Portanto, a análise genética pode estar testemunhando a Grande Limpeza Étnica de pessoas de ascendência muçulmana no início do século XVII.
Oteo-Garcia e seus colegas concluem, no entanto, que a herança árabe e berbere é muito maior na América Latina do que na Valência contemporânea, o que demonstra que muitos mouriscos devem ter ido para o Novo Mundo (embora isso fosse supostamente ilegal na época). Eles escrevem: "Um último ponto, destacado pela sobrevivência da ancestralidade norte-africana em proporções substanciais até o século XVII, é a presença generalizada dessa ancestralidade nos sul-americanos atuais".
Karoline Cook aponta para a forma como os mouriscos eram percebidos pelos espanhóis no Novo Mundo como detentores de habilidades artesanais úteis, a ponto de buscarem trazê-los para cá. Alguns foram trazidos como escravos e nunca mais devolvidos.
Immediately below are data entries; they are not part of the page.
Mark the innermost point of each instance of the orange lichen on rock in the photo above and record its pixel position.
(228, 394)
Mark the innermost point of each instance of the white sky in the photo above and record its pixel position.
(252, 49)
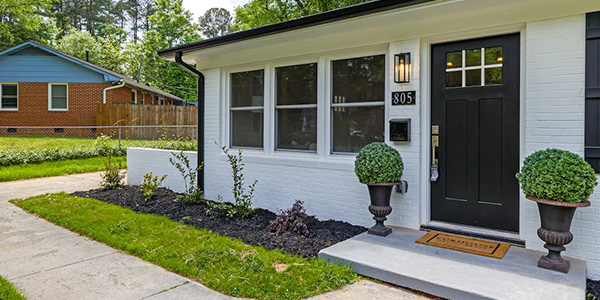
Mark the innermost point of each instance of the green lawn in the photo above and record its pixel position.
(38, 142)
(8, 291)
(55, 168)
(223, 264)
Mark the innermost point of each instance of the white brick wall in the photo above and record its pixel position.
(555, 91)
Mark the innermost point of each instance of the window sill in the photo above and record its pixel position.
(295, 159)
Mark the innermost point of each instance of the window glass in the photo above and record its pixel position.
(9, 96)
(355, 127)
(247, 114)
(359, 79)
(296, 127)
(356, 120)
(247, 88)
(59, 96)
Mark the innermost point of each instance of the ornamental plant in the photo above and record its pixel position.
(378, 163)
(557, 175)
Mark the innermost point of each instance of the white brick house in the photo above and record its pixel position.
(500, 79)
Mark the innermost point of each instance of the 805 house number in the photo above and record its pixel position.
(404, 98)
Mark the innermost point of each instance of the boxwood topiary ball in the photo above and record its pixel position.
(557, 175)
(378, 163)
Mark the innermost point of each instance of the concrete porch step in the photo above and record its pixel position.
(452, 274)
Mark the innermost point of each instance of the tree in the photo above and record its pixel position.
(216, 22)
(23, 20)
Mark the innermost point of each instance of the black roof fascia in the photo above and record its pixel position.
(304, 22)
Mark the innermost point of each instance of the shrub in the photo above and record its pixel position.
(112, 177)
(292, 219)
(378, 163)
(150, 185)
(243, 199)
(557, 175)
(192, 194)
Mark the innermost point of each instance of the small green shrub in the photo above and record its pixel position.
(150, 184)
(378, 163)
(243, 198)
(112, 177)
(557, 175)
(192, 194)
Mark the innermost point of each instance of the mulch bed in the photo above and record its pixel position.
(252, 230)
(592, 290)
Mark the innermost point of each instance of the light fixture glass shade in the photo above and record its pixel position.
(402, 68)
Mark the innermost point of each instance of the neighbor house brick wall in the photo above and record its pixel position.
(554, 118)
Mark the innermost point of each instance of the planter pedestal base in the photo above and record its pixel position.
(379, 229)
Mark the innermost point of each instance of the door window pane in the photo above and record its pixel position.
(454, 59)
(247, 114)
(359, 79)
(493, 76)
(493, 56)
(297, 129)
(355, 127)
(473, 58)
(454, 79)
(9, 96)
(473, 77)
(59, 96)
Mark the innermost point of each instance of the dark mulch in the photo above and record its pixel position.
(593, 290)
(251, 230)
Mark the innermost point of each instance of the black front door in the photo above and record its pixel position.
(475, 112)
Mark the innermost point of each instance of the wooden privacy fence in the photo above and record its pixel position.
(150, 115)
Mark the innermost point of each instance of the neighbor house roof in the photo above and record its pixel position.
(304, 22)
(109, 76)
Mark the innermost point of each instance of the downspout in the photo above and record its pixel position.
(181, 63)
(111, 88)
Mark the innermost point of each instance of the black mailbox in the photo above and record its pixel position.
(400, 130)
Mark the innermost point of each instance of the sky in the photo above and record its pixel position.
(198, 7)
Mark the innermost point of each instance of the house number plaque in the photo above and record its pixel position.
(404, 98)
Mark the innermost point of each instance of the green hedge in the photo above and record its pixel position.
(557, 175)
(378, 163)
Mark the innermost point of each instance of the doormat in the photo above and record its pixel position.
(464, 244)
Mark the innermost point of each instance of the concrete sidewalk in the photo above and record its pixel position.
(45, 261)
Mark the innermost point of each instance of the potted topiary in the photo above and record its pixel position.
(380, 167)
(559, 181)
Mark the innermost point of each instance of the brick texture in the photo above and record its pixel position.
(83, 99)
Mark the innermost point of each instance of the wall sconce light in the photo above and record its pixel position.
(402, 68)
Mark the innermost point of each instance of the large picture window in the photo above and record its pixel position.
(247, 109)
(358, 98)
(296, 107)
(58, 97)
(9, 99)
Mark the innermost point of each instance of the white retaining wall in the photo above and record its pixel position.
(141, 161)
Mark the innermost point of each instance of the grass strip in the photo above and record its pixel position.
(221, 263)
(8, 291)
(55, 168)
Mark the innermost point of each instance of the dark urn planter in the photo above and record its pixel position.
(556, 220)
(380, 206)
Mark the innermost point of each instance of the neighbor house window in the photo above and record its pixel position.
(357, 108)
(296, 107)
(58, 96)
(247, 109)
(9, 96)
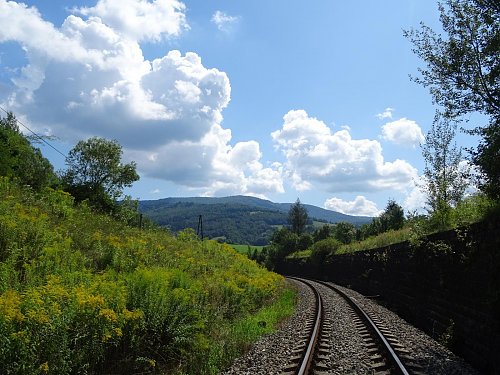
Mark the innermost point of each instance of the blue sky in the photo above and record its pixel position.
(278, 99)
Ironicamente, a emigração de terras otomanas e, posteriormente, do Oriente Médio moderno para a América Latina fez com que alguns países ali tivessem populações muçulmanas substanciais hoje. A Argentina tem entre meio milhão e 900.000 habitantes, e a interação com eles fez do falecido Papa Francisco um embaixador das boas relações entre católicos e muçulmanos. Números semelhantes vivem no Brasil. Há um número ainda maior de árabes cristãos nessas terras, é claro.
Então aí está. O trabalho preliminar, baseado em apenas alguns indivíduos, ajuda a completar a história das relações entre cristãos e muçulmanos na Península Ibérica e nas colônias ibéricas. A migração árabe e berbere para a Península Ibérica não começou com os muçulmanos. E a herança norte-africana permaneceu forte após a Reconquista. Foi a Grande Expulsão do século XVI que mudou tudo, pelo menos em Valência. Aposto que um estudo de algumas províncias mais ao sul mostraria mais continuidade, mesmo assim. Vi um estudo inicial que constatou que 10% da herança genética espanhola contemporânea é árabe e berbere, em todos os níveis.